Answer:
Part A)
0.1 liters per minute.
Part B)
There was initially 3.8 liters of water.
[tex]\displaystyle V(t) = 0.1(t - 10) + 4.8[/tex]
Part C)
562 minutes.
Step-by-step explanation:
A tank is filled at a constant rate. After 10 minutes, the tank contains 4.8 L of water and after 35 minutes, the tank contains 7.3 L of water.
Part A)
We can represent the current data with two points: (10, 4.8) and (35, 7.3). The x-coordinate is measured in minutes since the tank began to be filled and the y-coordinate is measured in how full the tank is in liters.
To find the rate at which the tank is being filled, find the slope between the two points:
[tex]\displaystyle m = \frac{\Delta y}{\Delta x} = \frac{(7.3)-(4.8)}{(35)-(10)} = \frac{2.5}{25} = 0.1[/tex]
In other words, the rate at which the tank is being filled is 0.1 liters per minute.
Part B)
To find the function of the volume of the tank, we can use the point-slope form to first find its equation:
[tex]\displaystyle y - y_1 = m( x - x_1)[/tex]
Where m is the slope/rate of change and (x₁, y₁) is a point.
We will substitute 0.1 for m and let (10, 4.8) be the point. Hence:
[tex]\displaystyle y - (4.8) = 0.1(x - 10)[/tex]
Simplify:
[tex]\displaystyle y = 0.1(x-10) + 4.8[/tex]
Since y represent how full the tank is and x represent the time in minutes since the tank began to be filled, we can substitute y for V(t) and x for t. Thus, our function is:
[tex]\displaystyle V(t) = 0.1(t - 10) + 4.8[/tex]
The initial volume is when t = 0. Evaluate:
[tex]\displaystyle V(0) = 0.1 ((0) - 10) + 4.8 = 3.8[/tex]
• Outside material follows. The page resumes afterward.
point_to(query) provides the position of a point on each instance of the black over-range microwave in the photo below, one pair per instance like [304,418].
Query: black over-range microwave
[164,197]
There was initially 3.8 liters of water.
Part C)
To find how long it will take for the tank to be completely filled given its maximum capacity of 60 liters, we can let V(t) = 60 and solve for t. Hence:
[tex]60 = 0.1(t - 10) + 4.8[/tex]
Subtract:
[tex]55.2 = 0.1(t - 10)[/tex]
Divide:
[tex]552 = t - 10[/tex]
Add. Therefore:
[tex]t = 562\text{ minutes}[/tex]
It will take 562 minutes for the tank to be completely filled.